As the country strives to meet the goal of universal access to electricity, huge development needs to take place in Kenya’s energy sector. In a recently planned tariff review, the energy and petroleum regulatory authority announced a hike in energy costs. Increases in energy costs affects efforts aimed at ensuring universal access to electricity. But such increases also make it costly for low income households and consumers to access and meet their energy demands that are necessary for  their livelihood activities, cost of living  and wellbeing. 

Overtime, the Kenyan government has been conducting studies with an aim of  finding a low cost energy supply model to meet its national energy demands and increase accessibility. The purpose of these studies are to inform the country’s energy investment plans. The latest report released in 2018 covered scenarios for achieving low cost energy supply for Kenyans from 2017 to 2037. In the report, it was found that the government through the Ministry of Energy & Petroleum had overestimated the per annum rate of growth in energy demand. Many other independent studies have established that per annum rate of growth in energy demand in Kenya is between 6-8%. These findings contradict the government’s estimation of 15%. 

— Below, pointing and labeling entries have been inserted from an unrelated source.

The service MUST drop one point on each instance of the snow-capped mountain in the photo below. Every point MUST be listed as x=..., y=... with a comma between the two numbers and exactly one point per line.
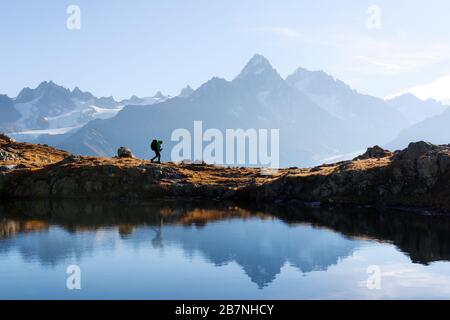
x=319, y=117
x=8, y=114
x=437, y=90
x=434, y=129
x=416, y=110
x=186, y=92
x=53, y=109
x=370, y=116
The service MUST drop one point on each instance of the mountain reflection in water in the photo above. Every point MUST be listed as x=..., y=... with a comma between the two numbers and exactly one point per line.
x=260, y=241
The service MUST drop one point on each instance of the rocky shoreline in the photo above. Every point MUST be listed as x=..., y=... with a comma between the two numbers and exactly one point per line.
x=416, y=177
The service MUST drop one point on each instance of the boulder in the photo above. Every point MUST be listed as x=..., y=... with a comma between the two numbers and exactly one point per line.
x=124, y=152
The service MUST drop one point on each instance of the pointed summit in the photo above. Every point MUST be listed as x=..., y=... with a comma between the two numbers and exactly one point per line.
x=186, y=92
x=257, y=66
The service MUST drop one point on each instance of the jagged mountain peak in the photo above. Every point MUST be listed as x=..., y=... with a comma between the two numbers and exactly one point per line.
x=258, y=66
x=316, y=81
x=186, y=92
x=159, y=95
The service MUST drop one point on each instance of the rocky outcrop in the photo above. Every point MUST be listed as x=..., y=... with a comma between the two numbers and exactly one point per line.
x=374, y=153
x=415, y=177
x=418, y=176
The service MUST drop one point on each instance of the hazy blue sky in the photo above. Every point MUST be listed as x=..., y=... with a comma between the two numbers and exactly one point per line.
x=141, y=46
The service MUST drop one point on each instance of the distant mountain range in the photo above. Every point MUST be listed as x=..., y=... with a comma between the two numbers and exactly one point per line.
x=319, y=117
x=51, y=108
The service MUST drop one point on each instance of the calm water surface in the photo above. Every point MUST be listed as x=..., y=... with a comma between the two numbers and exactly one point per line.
x=200, y=251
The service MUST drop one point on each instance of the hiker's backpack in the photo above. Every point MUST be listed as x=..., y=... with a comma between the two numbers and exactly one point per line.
x=154, y=145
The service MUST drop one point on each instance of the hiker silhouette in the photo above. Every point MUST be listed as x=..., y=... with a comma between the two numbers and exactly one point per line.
x=156, y=147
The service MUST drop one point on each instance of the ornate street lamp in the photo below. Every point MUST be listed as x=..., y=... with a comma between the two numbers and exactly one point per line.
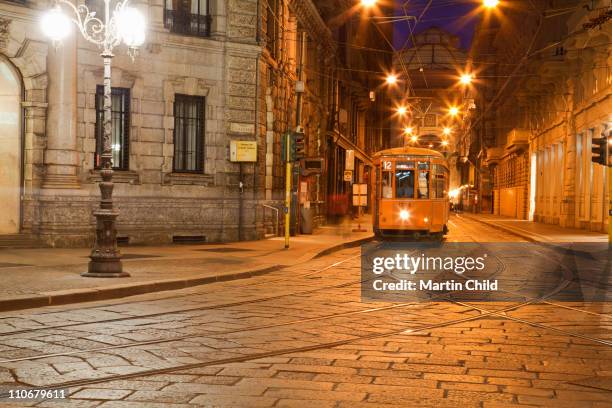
x=125, y=24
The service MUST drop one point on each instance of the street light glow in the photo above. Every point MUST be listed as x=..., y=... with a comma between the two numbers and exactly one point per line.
x=55, y=24
x=466, y=79
x=490, y=3
x=391, y=79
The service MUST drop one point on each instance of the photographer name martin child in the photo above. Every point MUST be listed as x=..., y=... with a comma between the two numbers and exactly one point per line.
x=430, y=285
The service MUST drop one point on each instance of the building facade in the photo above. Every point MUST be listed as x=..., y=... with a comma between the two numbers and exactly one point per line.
x=211, y=71
x=537, y=120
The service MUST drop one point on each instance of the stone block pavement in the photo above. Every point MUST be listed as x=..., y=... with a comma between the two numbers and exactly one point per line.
x=536, y=231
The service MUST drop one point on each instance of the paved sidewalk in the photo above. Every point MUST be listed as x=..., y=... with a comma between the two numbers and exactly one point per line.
x=41, y=277
x=535, y=231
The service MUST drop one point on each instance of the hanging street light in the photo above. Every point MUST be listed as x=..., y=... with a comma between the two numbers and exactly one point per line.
x=124, y=25
x=466, y=79
x=391, y=79
x=368, y=3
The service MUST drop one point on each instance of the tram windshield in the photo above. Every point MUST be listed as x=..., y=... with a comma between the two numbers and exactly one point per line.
x=414, y=180
x=404, y=180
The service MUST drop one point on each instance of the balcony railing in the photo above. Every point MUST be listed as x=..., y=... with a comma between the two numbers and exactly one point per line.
x=182, y=22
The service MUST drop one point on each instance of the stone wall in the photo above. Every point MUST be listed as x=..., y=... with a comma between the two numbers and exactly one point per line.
x=155, y=204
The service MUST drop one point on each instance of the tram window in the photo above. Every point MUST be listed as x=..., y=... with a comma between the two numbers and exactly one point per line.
x=404, y=165
x=439, y=185
x=423, y=188
x=404, y=184
x=387, y=184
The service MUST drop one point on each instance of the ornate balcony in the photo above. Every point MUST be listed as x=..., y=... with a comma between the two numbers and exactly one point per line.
x=517, y=139
x=494, y=155
x=183, y=22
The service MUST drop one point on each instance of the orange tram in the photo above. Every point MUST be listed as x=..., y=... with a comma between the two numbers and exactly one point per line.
x=410, y=187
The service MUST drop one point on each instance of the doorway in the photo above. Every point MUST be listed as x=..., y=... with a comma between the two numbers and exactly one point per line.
x=10, y=148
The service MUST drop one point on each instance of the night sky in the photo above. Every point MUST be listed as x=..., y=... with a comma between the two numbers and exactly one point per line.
x=455, y=16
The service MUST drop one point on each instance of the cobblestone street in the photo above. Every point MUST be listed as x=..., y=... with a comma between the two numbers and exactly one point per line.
x=301, y=336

Over estimation of energy demand leads to investment in energy generation that is underutilised and costly for consumers. The excess energy generated would require Kenya Power to bring the system into balance by spilling or wasting  the energy at the taxpayers cost. The findings in the Least Cost Power Development Plan (LCPDP) indicate that potentially much of the wasted energy would include power from geothermal, wind and solar. However, despite these findings indicating that an additional 1050 megawatts Lamu coal plant will aggravate the projected supply-demand imbalance and lead to increases in energy costs and the government is still pushing ahead with plans to pursue a coal-fired power plant in Lamu.   

Considering the findings in the LCPDP and other studies by independent researchers, in an effort to establish a model that will enable Kenya to become energy secure and achieve universal access to electricity, the planned  Lamu coal-fired power plant would therefore be a costly investment for all Kenyans. 

A key step in achieving low cost energy development and ensuring universal access to energy in Kenya is by increasing community participation in decision making and creating a culture of openness and transparency and exposing the power of vested interests. This can be achieved by fostering open debate about key development issues such as investments in the energy sector. A strong and genuine programme of community participation will increase public understanding of decisions and involve the public that form the end users in shaping decisions and processes. 

Consumers especially in the rural areas of Kenya and lower income households still face barriers to affordable energy access. Research shows that renewable electricity is abundant in Kenya, increasingly reliable and now more cost-competitive and can also be more flexibly deployed to increase energy accessibility especially in rural areas. Renewable energy also improves energy security and can deliver energy services to communities in rural set ups and low income households. So far, the current renewable energy scenarios have projected more energy-sector opportunities for local communities and consumers compared to an energy system that is based on fossil fuels.

There is a need for energy development plans that consider improving electricity options, reaching more consumers, increasing the number of households using electricity and supporting local community development and engagement through participatory renewable energy initiatives. For example, decentralised energy plans that focus on investing in village grids and community owned energy projects for rural electrification will help increase energy access and contribute to the goal of universal access to electricity in Kenya. 

Professional groups such as scientists, lawyers and journalists have a responsibility of openly discussing these issues to inform policy priorities. It is imperative to create a citizens movement that puts to question decisions that affect the lives and livelihoods of many Kenyans such as those involving energy investments. There is a need for collective actions asking the government to refine policies towards distributed generation that tap on the existing renewable energy potential in geothermal, solar and wind energy sources. This will help ensure universal access to clean energy at affordable cost for all Kenyans.